Mas eu também me perdi em alguns anos. Fiquei ausente da minha própria vida, que era violenta demais para que eu conseguisse enfrentar estando dentro do meu próprio corpo. Aos quatorze eu já entendia muito sobre perdas e danos, principalmente sobre danos. Esses que não se apagam fácil assim. Você pode colorir as cicatrizes, mas elas estarão sempre lá – e eu as carrego com o orgulho de um herói de guerra, afinal, eu sobrevivi. Mas eu ainda aprenderia muito. Meus últimos dez anos foram de muitas perdas. Muitas. Uma só já seria um inferno, mas eu mal acabava de enfrentar um luto: outro. Fiquei ausente de mim, de novo. Fiquei parado no meio do mar, me acostumei às águas, ao frio, ao vento. Até aprender um jeito de respirar no fundo – de mim mesmo, da vida, do tempo. Até conseguir ter força, no pulmão, nos braços e no desejo para conseguir voltar ao controle de tudo.

Pessoas sofridas são perigosas. Eu conheço a anatomia da dor. Eu conheço a anatomia do desastre. Cada perda é um desastre, mas nenhum é tão grande quanto perder a si mesmo. E isso eu não perco mais. Estou ancorado em minha própria vida. Eu li em um blog de uma moça da faculdade em que estudei em Portugal a citação de um padre: “Tem duas coisas de que sei que não vou morrer – de parto e de medo”. Nada me assusta mais.
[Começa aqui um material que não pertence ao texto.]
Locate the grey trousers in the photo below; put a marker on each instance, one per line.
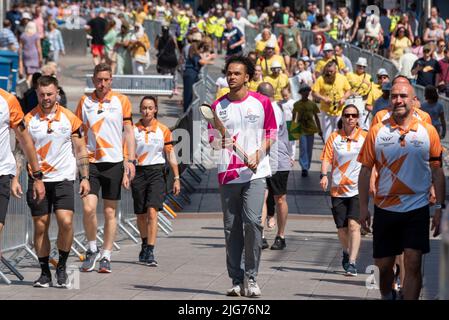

A falta de medo é o melhor tipo de liberdade. Nada me dobra. Nada me magoa ou entristece além da conta. Aprendi a escolher aquilo que quero perder e a não levar para amanhã a dor de ontem. 

Perder abre espaço. Eu posso me organizar melhor agora que tenho pouco. E, sobretudo, consigo olhar para aquilo que ainda tenho e amar como se deve. Amar no presente. Porque, no próximo instante, aquilo que ainda tenho pode não estar mais lá. Comemoro cada presença, cada segundo, cada palavra. Aquilo do Hemingway de que se deve olhar tudo como se fosse pela última vez. Mas não de um jeito melancólico. É como se cada pessoa fosse um baile de formatura que se deseja por muitos anos e, quando a esperada noite chega, você sabe que tem que aproveitar ao máximo porque é o tipo de coisa que não acontecerá de novo, daquele jeito, com aquele sentimento. Talvez eu não tivesse feito tantos amigos nos últimos anos se eu não os visse, a cada encontro, com a alegria de uma festa que nunca irá se repetir – e que, por isso, também nunca terá fim, no tempo da memória. Muitas partes minhas ficaram pelo caminho, mas eu acho que não precisava delas tanto assim, estou mais leve agora, pluma, quase. É por isso que, apesar de qualquer coisa e até de mim mesmo, estou sempre sorrindo. Perder abre espaço. Até para ser feliz, por irônico que possa parecer. Viver nunca é tarde."